Kepergian Ustadzah Farida dari Pondok Pesantren Al-Mukmin menjadi bahan omongan semua orang di Pondok Pesantren Al-Mukmin. Siapapun tidak bisa melarang mereka untuk tetap membicarakannya.
Kehidupan rumah tangga Ustadz Fariz dan Rhea serta rumah tangga Ustadz Jaki dan Shinta berjalan dengan harmonis dan kebahagiaan selalu hadir di dalam rumah Umi Sarifah. Canda tawa mereka dan kejahilan mereka membuat hiburan tersendiri untuk Umi Sarifah. Oleh sebab itu Umi Sarifah tidak memperbolehkan mereka pindah rumah sebelum anak-anak mereka sudah agak besar.
Ustadz Jaki selalu was-was karena dokter Randi masih bekerja di rumah sakit yang sama dengan Shinta, namun Shinta selalu menghindar jika di dekati ataupun berpapasan dengan dokter Randi.

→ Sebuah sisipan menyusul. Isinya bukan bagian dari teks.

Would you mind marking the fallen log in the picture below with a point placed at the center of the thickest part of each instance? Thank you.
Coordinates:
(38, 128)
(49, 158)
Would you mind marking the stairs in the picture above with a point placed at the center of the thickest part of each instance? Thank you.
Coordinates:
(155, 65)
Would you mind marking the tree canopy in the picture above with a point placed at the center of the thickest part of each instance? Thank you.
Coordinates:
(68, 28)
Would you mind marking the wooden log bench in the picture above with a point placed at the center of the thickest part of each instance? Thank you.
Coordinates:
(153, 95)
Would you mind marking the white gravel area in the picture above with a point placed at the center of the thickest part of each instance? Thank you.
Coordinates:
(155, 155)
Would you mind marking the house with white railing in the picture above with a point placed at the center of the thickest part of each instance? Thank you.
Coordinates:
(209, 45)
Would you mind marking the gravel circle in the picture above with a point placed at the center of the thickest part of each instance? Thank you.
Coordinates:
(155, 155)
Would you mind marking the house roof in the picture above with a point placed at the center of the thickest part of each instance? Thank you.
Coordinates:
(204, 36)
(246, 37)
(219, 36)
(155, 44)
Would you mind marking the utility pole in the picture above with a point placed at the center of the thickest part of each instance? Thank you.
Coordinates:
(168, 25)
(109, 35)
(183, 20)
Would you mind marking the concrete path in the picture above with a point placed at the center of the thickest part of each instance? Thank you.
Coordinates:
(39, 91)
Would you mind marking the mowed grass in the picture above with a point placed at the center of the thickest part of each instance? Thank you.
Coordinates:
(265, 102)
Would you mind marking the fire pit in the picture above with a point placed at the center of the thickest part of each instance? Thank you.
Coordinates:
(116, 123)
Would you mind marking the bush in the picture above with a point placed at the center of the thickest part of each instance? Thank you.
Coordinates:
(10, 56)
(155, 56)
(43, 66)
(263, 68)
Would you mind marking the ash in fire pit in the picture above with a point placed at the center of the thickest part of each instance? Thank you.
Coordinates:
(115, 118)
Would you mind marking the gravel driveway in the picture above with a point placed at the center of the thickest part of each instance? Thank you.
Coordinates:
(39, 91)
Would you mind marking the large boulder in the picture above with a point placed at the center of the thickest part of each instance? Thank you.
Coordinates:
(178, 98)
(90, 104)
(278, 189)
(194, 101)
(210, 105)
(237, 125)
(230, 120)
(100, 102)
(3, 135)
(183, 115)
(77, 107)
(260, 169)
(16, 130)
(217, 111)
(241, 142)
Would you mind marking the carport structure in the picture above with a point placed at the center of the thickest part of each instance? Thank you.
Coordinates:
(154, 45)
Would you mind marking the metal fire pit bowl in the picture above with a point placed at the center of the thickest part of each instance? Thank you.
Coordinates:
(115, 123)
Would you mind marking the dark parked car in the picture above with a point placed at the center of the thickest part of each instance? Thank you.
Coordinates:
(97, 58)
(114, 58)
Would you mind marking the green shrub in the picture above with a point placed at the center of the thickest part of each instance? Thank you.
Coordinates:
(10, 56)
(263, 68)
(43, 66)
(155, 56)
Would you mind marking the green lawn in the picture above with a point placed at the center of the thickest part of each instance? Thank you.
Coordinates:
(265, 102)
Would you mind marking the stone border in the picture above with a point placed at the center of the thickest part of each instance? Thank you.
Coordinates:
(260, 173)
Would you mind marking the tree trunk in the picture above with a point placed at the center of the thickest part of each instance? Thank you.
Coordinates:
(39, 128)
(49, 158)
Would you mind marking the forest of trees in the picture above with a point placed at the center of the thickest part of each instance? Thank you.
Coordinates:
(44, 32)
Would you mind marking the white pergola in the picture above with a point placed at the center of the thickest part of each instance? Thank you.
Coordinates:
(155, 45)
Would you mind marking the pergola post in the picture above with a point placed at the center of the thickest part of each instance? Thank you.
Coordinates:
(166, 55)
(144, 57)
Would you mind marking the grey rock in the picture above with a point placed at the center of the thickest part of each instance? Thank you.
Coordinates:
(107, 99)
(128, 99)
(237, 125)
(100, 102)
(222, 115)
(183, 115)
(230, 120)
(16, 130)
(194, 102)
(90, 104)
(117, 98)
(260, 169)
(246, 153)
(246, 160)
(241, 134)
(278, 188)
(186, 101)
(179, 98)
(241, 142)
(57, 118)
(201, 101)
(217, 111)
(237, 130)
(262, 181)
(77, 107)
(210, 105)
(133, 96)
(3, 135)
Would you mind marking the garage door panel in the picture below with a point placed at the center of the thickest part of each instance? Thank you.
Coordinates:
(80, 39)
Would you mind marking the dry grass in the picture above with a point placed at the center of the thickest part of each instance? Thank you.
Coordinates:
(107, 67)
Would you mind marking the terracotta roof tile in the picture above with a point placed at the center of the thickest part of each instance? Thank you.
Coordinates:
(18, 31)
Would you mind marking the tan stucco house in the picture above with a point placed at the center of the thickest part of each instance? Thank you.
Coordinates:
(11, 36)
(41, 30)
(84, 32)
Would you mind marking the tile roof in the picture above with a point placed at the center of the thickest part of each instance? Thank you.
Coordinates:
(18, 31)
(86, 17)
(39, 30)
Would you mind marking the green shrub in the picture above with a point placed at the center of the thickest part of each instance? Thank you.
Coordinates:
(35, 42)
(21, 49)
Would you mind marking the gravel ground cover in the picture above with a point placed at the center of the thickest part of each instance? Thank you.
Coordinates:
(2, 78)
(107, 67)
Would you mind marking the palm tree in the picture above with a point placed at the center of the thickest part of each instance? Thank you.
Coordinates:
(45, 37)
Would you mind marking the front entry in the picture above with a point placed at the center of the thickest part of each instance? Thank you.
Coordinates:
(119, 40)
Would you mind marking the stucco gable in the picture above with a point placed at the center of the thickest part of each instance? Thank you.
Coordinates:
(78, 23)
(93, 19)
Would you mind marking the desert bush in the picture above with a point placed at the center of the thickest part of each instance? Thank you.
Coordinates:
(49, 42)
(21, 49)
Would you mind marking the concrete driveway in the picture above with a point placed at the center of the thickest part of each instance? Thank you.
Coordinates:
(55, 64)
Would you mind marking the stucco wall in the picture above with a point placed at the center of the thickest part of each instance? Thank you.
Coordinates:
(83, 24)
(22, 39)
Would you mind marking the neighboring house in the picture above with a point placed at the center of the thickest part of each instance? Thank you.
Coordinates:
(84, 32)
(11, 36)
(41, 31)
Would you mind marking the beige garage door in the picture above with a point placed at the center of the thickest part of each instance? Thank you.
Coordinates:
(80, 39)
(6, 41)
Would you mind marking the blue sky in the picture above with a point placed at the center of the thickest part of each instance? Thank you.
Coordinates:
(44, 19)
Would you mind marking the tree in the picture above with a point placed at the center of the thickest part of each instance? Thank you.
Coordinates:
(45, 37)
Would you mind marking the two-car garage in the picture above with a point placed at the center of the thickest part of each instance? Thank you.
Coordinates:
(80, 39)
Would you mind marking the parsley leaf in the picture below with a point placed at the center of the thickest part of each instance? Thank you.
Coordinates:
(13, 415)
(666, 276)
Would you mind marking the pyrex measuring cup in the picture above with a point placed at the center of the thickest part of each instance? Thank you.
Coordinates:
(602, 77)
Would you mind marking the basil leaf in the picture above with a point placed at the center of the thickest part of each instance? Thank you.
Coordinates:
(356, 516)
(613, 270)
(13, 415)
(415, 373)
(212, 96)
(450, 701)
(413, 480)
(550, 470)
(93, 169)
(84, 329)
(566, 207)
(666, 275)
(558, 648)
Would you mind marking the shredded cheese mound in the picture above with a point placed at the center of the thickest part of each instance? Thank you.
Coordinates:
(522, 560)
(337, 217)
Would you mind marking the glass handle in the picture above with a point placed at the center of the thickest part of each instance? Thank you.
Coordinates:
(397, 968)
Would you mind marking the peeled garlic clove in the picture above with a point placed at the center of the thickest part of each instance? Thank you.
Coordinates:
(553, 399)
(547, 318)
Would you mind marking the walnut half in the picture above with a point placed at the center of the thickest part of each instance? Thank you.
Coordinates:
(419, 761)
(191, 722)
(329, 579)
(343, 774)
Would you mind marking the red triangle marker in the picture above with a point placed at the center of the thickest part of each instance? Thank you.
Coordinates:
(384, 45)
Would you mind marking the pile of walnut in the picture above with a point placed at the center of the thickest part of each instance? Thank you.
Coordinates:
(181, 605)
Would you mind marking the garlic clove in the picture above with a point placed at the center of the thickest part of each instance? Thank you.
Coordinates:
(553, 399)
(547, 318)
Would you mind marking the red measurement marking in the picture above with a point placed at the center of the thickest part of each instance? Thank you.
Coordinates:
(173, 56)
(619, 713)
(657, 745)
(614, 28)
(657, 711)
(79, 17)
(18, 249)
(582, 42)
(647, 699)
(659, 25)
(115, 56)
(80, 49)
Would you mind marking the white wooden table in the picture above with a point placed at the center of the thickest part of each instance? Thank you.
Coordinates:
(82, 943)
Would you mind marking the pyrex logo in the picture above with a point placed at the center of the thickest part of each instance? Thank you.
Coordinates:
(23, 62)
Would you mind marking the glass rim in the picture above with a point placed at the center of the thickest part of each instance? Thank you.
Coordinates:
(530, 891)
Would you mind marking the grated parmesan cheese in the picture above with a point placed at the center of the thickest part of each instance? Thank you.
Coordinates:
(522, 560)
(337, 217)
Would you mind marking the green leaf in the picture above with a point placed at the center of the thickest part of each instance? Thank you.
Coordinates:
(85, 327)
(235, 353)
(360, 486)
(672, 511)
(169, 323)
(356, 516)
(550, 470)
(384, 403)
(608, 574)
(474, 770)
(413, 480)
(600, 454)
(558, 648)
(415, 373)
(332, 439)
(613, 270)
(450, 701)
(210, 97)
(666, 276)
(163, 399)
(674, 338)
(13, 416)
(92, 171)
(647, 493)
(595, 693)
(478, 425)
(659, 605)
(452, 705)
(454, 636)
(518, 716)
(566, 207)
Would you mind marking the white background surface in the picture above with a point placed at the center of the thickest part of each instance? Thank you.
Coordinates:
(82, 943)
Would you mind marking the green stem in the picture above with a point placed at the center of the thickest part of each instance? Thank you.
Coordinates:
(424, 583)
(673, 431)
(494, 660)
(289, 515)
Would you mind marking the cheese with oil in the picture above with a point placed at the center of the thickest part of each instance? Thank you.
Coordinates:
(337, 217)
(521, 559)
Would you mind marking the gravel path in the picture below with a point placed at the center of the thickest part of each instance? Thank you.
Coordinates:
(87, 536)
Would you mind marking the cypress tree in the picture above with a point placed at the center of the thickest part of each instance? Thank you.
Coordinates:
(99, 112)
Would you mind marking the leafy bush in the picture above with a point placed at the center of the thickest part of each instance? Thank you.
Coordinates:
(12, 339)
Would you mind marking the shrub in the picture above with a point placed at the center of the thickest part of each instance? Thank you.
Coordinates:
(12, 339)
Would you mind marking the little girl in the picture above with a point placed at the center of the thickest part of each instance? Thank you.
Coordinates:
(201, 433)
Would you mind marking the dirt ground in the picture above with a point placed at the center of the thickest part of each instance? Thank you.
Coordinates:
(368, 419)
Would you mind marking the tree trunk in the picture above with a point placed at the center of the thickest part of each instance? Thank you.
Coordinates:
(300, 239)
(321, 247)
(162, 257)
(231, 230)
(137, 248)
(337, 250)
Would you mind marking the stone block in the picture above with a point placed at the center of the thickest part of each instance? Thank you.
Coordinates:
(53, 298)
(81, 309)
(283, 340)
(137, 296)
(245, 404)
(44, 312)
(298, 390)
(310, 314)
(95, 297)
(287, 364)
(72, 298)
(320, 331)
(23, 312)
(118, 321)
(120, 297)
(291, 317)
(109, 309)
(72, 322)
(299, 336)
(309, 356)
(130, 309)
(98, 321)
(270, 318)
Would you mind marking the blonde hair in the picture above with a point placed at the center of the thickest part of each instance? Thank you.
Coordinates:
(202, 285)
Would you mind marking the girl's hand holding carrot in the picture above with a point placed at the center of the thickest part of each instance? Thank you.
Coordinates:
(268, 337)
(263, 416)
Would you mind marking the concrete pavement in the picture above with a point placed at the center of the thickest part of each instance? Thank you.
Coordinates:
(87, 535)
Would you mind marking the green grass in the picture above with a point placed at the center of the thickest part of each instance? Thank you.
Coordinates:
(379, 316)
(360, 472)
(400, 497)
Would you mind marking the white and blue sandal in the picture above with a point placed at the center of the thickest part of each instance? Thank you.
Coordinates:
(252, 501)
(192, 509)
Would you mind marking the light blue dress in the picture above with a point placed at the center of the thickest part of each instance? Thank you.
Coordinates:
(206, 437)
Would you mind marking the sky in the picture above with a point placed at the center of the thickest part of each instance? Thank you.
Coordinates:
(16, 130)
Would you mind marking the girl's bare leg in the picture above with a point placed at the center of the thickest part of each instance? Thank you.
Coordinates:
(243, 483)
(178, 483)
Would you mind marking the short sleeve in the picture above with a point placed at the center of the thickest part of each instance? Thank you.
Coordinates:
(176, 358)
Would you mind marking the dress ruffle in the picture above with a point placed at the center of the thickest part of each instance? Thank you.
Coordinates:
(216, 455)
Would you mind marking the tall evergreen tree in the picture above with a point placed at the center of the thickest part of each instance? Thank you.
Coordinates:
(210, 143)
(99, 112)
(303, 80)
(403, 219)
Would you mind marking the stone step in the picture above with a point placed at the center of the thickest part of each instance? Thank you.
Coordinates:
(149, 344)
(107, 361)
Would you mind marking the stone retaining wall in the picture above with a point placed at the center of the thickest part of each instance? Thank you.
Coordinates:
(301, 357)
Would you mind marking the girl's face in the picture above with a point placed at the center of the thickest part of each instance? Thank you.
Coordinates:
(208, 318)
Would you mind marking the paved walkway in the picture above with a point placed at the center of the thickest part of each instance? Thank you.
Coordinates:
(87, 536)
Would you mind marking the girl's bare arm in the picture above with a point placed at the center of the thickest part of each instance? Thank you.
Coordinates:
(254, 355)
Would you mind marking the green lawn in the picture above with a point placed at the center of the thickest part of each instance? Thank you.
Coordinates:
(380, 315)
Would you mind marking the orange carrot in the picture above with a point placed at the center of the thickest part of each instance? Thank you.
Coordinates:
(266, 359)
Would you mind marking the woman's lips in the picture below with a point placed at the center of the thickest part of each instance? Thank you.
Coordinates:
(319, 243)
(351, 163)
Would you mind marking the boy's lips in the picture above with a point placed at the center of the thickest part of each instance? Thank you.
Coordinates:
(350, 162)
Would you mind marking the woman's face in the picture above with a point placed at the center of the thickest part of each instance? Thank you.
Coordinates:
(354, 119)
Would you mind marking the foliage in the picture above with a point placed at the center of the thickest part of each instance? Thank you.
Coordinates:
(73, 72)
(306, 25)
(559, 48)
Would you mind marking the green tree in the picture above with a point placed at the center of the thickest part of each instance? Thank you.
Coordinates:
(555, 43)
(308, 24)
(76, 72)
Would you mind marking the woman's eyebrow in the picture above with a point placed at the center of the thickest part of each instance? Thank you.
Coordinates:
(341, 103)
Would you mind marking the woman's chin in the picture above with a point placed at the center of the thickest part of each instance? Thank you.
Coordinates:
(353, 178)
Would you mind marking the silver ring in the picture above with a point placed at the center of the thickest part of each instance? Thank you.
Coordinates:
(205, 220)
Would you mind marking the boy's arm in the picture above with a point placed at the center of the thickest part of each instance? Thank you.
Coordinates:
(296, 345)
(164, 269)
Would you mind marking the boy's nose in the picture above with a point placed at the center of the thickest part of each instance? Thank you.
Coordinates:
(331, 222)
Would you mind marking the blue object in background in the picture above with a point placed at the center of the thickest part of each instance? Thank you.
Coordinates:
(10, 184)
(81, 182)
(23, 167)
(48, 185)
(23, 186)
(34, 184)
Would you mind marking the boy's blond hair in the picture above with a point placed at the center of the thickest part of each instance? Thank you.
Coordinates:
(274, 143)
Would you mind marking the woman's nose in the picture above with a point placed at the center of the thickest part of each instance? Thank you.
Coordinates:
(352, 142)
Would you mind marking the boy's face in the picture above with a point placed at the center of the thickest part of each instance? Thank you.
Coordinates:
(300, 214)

"Awww... Bie.. bie... perutku rasanya sakit sekali," Rhea membangunkan suaminya dengan mengguncang-guncang lengan suaminya.
"Emmm... kenapa Sayang, apanya yang sakit?" Ustadz Fariz segera bangun dengan cemas dan memegangi kedua pundak istrinya.
"Perutku Bie, sepertinya.... sepertinya mau melahirkan," Rhea menjawabnya dengan berdesis menahan sakit.
"Sebentar, akan aku panggilkan Shinta," Ustadz Fariz segera beranjak dari ranjang dan berjalan ke kamar Ustadz Jaki.
Tok... tok... tok...
Ustadz Fariz mengetuk pintu Ustadz Jaki dengan tergesa-gesa dan terus menerus tanpa jeda.
Ceklek!
Pintu kamar pun di buka, tampak Ustadz Jaki yang baru memakai kaosnya dan sarungnya. Kemudian Ustadz Jaki keluar dari kamarnya dan menutup pintunya kembali.
"Apaan sih, malam-malam ganggu orang mulu," Ustadz Jaki sewot berbicara pada Ustadz Fariz dengan membenarkan sarungnya.
"Eh abis ngapain, ngadon ya? Ck, ngadon mulu, jangan sering-sering entar gak jadi-jadi," Ustadz Fariz menggoda Ustadz Jaki dengan candaannya, sepertinya dia lupa akan tujuannya.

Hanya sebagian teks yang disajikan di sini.